Alchemy Page
A complete guide to using the Alchemy page for web scraping and multi-page crawling
The Alchemy page is the core interface of this application. It refines web pages from raw "ore" into clean knowledge "gold"—supporting two modes: Scrape (single-page extraction) and Crawl (multi-page crawling).

Scrape Mode
Scrape mode extracts content from one or more specific URLs. Ideal for single articles, blog posts, news pages, etc.
Steps
- Enter URLs — Type target URLs in the text box, multiple URLs supported (one per line)
- Select output format — Click the format selector, choose Markdown, JSON, or PDF
- Configure advanced options (optional) — Enable AI optimization or image download
- Click "Start Scraping" — Wait for completion and view results
Options
| Option | Description | Default |
|---|---|---|
| Format | Output format: Markdown / JSON / PDF | Markdown |
| AI Optimization | Use AI to clean noise and extract core content | Off |
| No Cache | Force re-fetch content, ignore cached versions | Off |
| Download Images | Save images locally to prevent broken links | Off |
Use Cases: Single technical blog posts, news articles, specific product documentation pages.
Crawl Mode
Crawl mode starts from a single URL and automatically discovers and crawls linked pages. Ideal for documentation sites, blog series, full site backups, etc.
Steps
- Enter starting URL — Input the crawl starting point
- Configure crawl parameters — Set max pages, crawl depth, path prefix, etc.
- Click "Start Crawling" — Watch real-time progress and results
Configuration Options
| Option | Description | Default | Recommended |
|---|---|---|---|
| Max Pages (maxPages) | Maximum number of pages to crawl | 10 | 10-50 |
| Crawl Depth (maxDepth) | Maximum link traversal depth | 3 | 2-3 |
| Path Prefix (pathPrefix) | Restrict crawl scope to specific path | Auto-extracted | /docs/ |
Tip: Path prefix is automatically extracted from the input URL. For example, entering
https://example.com/docs/introwill auto-set it to/docs.
Use Cases: Technical documentation sites (Docusaurus, GitBook), blog post series, full site backup, building RAG knowledge bases.
Output Format Comparison
| Format | Pros | Cons | Best For |
|---|---|---|---|
| Markdown | Smallest size, AI-friendly, easy to edit | No styling | RAG, knowledge bases, LLM processing |
| JSON | Structured data, includes metadata | Requires parsing | API integration, data processing |
| Print-ready, fixed format, offline readable | Not editable, larger size | Archiving, reports, sharing |
Advanced Options
AI Optimization (enableAI)
When enabled, the system uses large language models to intelligently process scraped content: removing ads, navigation, footers, and other noise; identifying and preserving main article content; fixing formatting issues.
Note: Requires backend LLM service configuration (e.g., OpenAI API) to use this feature.
Image Download (downloadImages)
When enabled, downloads page images locally to prevent broken external links and support offline viewing.

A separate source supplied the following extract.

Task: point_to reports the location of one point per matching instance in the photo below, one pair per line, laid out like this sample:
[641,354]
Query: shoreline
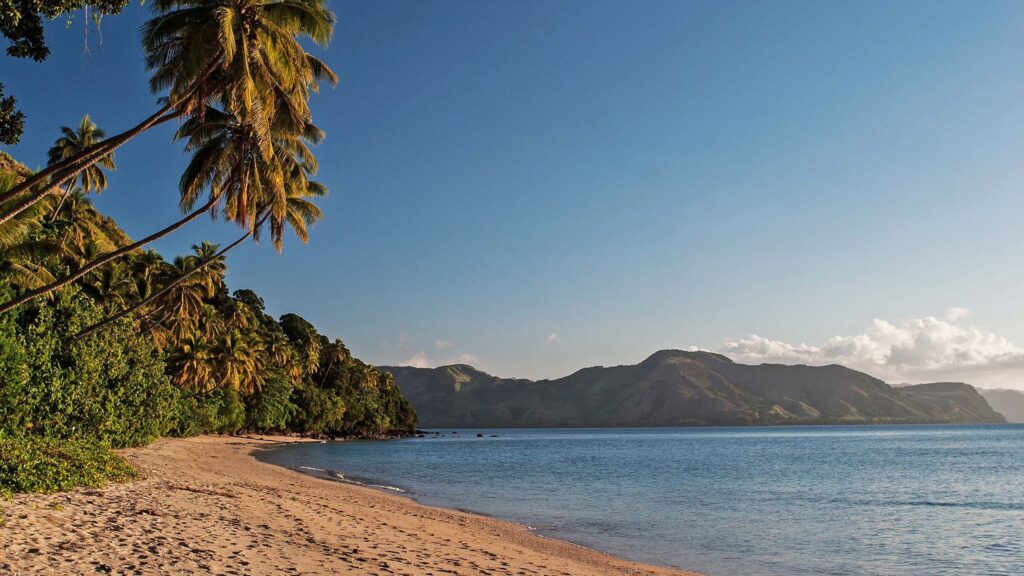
[208,504]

Downloaded images are accessible via the /api/images/* endpoint or can be packaged as ZIP.
Engine Selection
The system defaults to auto engine, intelligently choosing the optimal approach:
| Engine | Speed | Use Case |
|---|---|---|
| HTTP | ~170ms | Static HTML websites |
| Browser | ~5s | JavaScript Single Page Apps (SPA) |
| Auto | ~1.2s | Auto-select, tries HTTP first, upgrades when needed |
FAQ
Q: Scrape result is empty or incomplete? Target site may use JavaScript dynamic rendering; system auto-upgrades to Browser engine. If issues persist, check if the site has anti-scraping mechanisms.
Q: Crawl speed is slow? Lower concurrency reduces the risk of being blocked. Set reasonable path prefix to avoid crawling irrelevant pages.
Q: How to limit crawl scope?
Use path prefix (pathPrefix) to restrict crawling to specific directories. For example, setting /docs/ only crawls the documentation directory.